Reviews > Alain Johannes
Alain Johannes Keeps The Fire Alive With ‘Spark’
By Johnny Firecloud
Monday, July 5, 2010
Alain Johannes has a Rock resume your heroes would marvel at. In fact, he’s probably played with them at some point. With his fingers in various sonically-delicious pies – including Them Crooked Vultures, Eleven, Queens of The Stone Age, Spinnerette, PJ Harvey and Mark Lanegan, among others – Johannes has established himself as not only a cornerstone player in desert godfather Josh Homme’s universe, but a remarkably formidable musical force of his own.
At last, Johannes is set to step into his own light with the release of his first solo album, Spark, set for August 31st via Dangerbird Records & Rekords Rekords.

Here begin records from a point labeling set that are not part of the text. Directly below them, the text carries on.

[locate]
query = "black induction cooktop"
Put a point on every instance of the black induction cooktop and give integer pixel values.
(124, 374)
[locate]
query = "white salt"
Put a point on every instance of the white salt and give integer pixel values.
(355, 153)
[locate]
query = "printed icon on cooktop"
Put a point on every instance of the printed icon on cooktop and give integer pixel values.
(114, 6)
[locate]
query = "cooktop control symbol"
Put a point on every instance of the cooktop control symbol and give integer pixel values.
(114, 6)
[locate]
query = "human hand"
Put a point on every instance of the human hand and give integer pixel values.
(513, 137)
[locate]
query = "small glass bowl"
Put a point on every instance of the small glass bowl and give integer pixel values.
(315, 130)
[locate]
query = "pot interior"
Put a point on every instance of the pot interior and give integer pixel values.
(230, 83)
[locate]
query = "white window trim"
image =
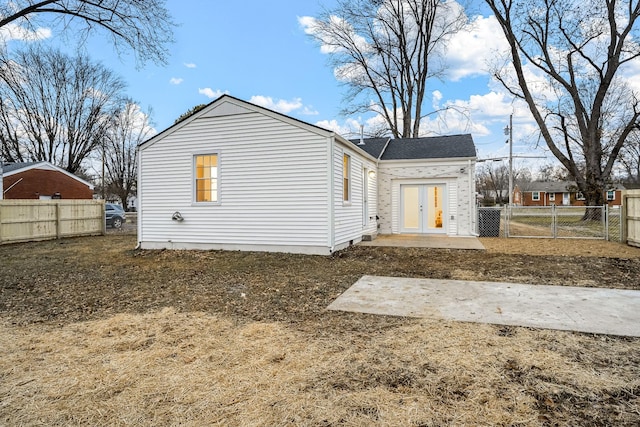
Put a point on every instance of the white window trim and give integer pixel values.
(194, 201)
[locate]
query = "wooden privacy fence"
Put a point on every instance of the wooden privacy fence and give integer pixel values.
(28, 220)
(631, 215)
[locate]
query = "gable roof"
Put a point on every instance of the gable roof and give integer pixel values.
(9, 169)
(227, 105)
(432, 147)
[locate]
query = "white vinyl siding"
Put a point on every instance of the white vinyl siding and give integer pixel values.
(272, 185)
(348, 216)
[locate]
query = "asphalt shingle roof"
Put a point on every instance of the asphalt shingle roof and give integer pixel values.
(10, 167)
(433, 147)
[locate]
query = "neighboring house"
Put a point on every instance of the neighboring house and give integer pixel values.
(238, 176)
(42, 180)
(561, 193)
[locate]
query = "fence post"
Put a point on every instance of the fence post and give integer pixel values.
(605, 212)
(623, 219)
(507, 219)
(58, 221)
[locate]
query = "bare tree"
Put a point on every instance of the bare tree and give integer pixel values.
(630, 158)
(492, 180)
(386, 51)
(191, 111)
(568, 57)
(145, 27)
(54, 107)
(129, 128)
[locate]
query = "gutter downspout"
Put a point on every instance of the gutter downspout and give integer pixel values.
(331, 193)
(474, 205)
(139, 198)
(384, 148)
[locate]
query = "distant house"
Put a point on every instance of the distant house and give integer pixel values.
(42, 180)
(561, 193)
(235, 175)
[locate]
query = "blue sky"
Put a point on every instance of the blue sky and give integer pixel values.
(258, 51)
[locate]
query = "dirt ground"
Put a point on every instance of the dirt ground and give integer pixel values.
(95, 332)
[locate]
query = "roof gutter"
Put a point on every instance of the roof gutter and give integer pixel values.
(384, 148)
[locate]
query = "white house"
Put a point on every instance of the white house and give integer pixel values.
(241, 177)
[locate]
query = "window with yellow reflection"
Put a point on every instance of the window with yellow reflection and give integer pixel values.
(206, 177)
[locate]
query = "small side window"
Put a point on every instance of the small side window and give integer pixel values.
(206, 178)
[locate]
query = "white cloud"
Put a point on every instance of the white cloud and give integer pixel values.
(313, 27)
(471, 50)
(283, 106)
(210, 93)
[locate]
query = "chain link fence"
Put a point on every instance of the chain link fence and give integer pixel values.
(572, 222)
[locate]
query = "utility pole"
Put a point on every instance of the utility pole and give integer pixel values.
(509, 131)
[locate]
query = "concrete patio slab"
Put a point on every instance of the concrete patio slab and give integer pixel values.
(592, 310)
(425, 241)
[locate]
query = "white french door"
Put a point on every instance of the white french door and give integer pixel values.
(422, 208)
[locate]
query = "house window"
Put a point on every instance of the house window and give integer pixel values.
(206, 174)
(346, 178)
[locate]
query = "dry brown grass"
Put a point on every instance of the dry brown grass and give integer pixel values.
(98, 334)
(166, 368)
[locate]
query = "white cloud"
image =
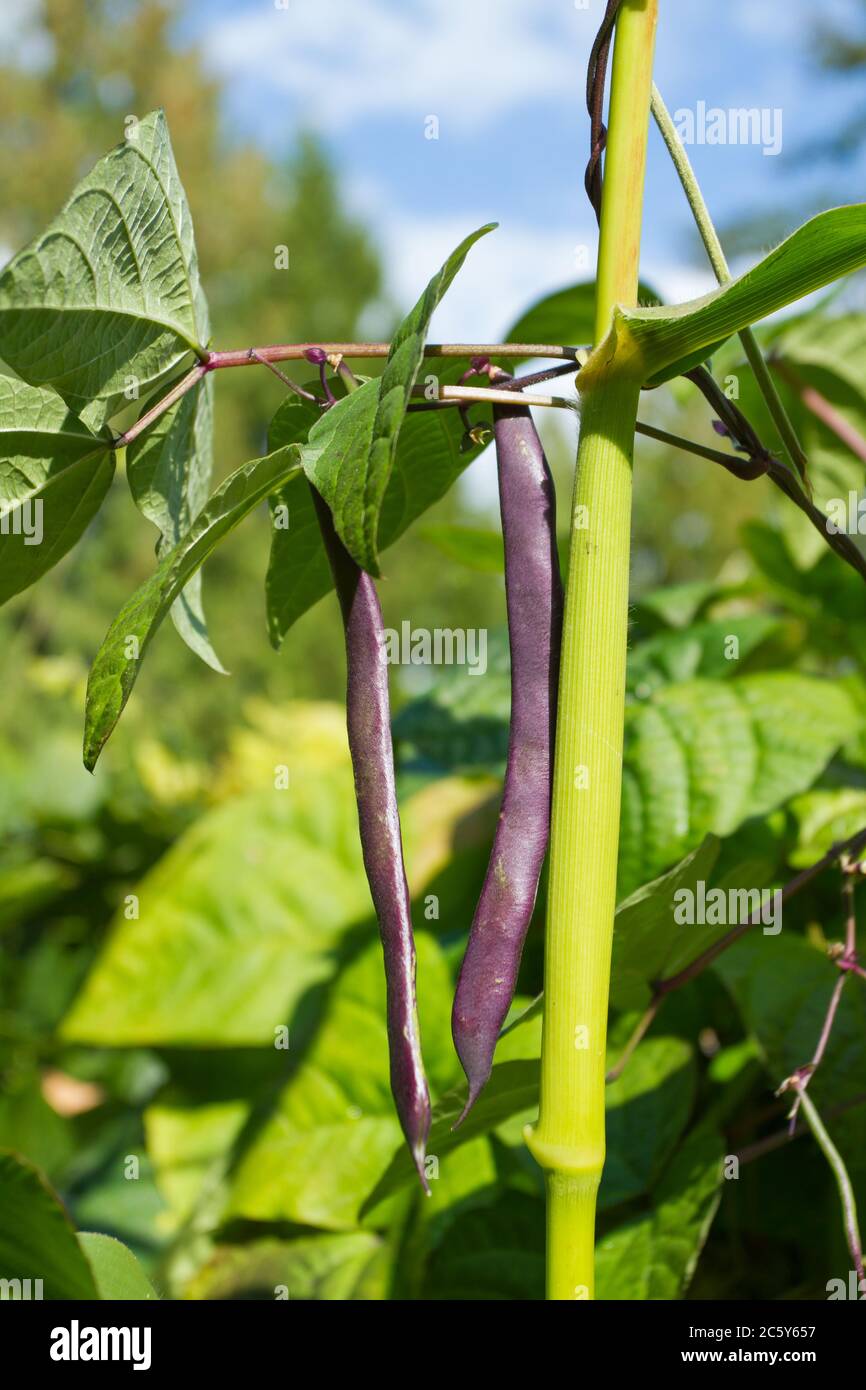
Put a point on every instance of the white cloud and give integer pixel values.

QOTSA/Crooked Vultures frontman and bandmate Homme, whose Rekords Rekords label will co-release Spark as the virgin release of a new partnership with Dangerbird Records, gave the album a glowing send-up: “Alain’s record is the total embodiment of what the label stands for – the war against endorsing mediocrity and the uncensored attempt to take a leap off the musical cliff. Spark is a stunning examination of figuring out what you do when someone’s gone, and it’s utterly breathtaking. Because Alain plays, produces, records and sings, there’s no plumbing between his feelings and what the music sounds like.”
Opening track and first single Endless Eyes is a soulfully enchanting & breathlessly rhythmic ode to Natasha Shneider, Johannes’ late wife, creative partner and bandmate in Eleven / QOTSA. She’s also the center focus of the album. After cancer claimed her life in 2008, Homme, Johannes and friends organized an all-star benefit show in Los Angeles to celebrate Shneider’s life. Alain wrote Endless Eyes specifically for the concert, and the track became a catalyst for the album itself.
“The story started with that song,” Johannes explains. “It’s the most direct ode to Natasha and the wonderful time we had together-it’s specifically about my love and admiration for her. She had a wonderful soul, natural intelligence, humor and internal funkiness, and she’s the most amazing musician I’ve ever met.”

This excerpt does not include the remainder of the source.